EquiFace is a fairness benchmarking tool for biometric models used in facial verification. It requires just two inputs, the model in a .tflite
format, and a testing dataset in the following format:
.
└── Testing Dataset/
├── Group A/
│ ├── ID_1/
│ │ ├── img_1
│ │ ├── img_2
│ │ ├── ...
│ │ └── img_k
│ ├── ID_2/
│ │ ├── img_1
│ │ ├── img_2
│ │ ├── ...
│ │ └── img_k
│ ├── ...
│ └── ID_n
├── Group B/
│ ├── ID_1/
│ │ ├── img_1
│ │ ├── img_2
│ │ ├── ...
│ │ └── img_k
│ ├── ID_2/
│ │ ├── img_1
│ │ ├── img_2
│ │ ├── ...
│ │ └── img_k
│ ├── ...
│ └── ID_n
├── ...
└── Group Z
Where there are A-Z groups (such as skin tone or ethnic groups), each containing n individuals, and k images per individual.

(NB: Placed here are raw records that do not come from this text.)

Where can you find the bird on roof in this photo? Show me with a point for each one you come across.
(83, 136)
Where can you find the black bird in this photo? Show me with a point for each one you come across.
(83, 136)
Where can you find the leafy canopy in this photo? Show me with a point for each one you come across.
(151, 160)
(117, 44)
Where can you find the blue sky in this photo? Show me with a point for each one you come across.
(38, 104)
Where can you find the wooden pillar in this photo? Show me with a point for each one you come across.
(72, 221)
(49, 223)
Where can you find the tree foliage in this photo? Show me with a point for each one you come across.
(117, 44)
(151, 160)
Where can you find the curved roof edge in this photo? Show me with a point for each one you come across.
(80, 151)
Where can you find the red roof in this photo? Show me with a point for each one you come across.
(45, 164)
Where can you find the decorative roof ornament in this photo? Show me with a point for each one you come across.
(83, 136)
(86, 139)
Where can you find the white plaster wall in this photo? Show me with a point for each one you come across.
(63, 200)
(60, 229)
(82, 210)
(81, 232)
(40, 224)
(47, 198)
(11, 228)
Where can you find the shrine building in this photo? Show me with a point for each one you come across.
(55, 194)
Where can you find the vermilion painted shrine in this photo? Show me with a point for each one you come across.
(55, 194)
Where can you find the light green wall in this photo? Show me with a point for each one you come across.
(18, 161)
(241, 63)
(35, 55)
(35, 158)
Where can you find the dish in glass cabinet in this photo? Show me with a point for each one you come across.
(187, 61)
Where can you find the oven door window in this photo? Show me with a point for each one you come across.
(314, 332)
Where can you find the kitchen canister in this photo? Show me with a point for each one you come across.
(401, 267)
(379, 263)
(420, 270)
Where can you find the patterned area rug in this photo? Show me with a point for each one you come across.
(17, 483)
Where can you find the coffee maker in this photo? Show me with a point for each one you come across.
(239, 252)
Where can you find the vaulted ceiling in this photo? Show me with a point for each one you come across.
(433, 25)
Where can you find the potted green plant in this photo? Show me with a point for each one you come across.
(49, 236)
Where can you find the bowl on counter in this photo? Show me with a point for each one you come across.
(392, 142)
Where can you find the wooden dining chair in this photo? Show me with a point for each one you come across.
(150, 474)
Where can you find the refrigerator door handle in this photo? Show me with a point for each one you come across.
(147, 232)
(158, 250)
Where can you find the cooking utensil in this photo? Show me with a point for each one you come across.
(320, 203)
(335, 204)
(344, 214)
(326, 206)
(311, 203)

The False Negative Rate (FNR) is calculated by taking an input pair from each ID (e.g. img_1 and img_2), then computing the cosine similarity between the embeddings. A false positive occurs when an input pair is not verified for a particular ID. This is done for all input pairs, for all IDs in each group.
The False Positive Rate (FPR) is calculated similarily, except input pairs are now images of one ID with another.
Installation
pip install equiface==0.1.1
Calculating FPRs and FNRs
# Imports
from equiface.verification import FPR, FNR
# Directories and parameters
dataset_dir = 'testing_dataset/group_1'
model_path = 'model.tflite'
image_size = (160,160) # Input dimension for model
threshold = 0.5 # Threshold for cosine similarity
# FNR
FNR(dataset_dir,
model_path,
image_size=image_size,
threshold=threshold,
percentage=100,
use_multiprocessing=True,
num_cores=4)
FPR(dataset_dir,
model_path,
image_size=image_size,
threshold=threshold,
percentage=100,
use_multiprocessing=True,
num_cores=4)
The results are saved into a YAML file:
- False Negatives: 67
dataset: testing_dataset/group_1
metric: FNR
model_name: model
num_selected: 1251
total_pairs: 2502
value: 0.0536
- False Positives: 699
dataset: testing_dataset/group_1
metric: FPR
model_name: model
num_selected: 1563
total_pairs: 3126249
value: 0.4472
We also provide templates for converting TensorFlow models into the TFLite format, using model architecture and weights provided by DeepFace [1].
[1] S. Serengil and A. Ozpinar, "A Benchmark of Facial Recognition Pipelines and Co-Usability Performances of Modules", Journal of Information Technologies, vol. 17, no. 2, pp. 95-107, 2024.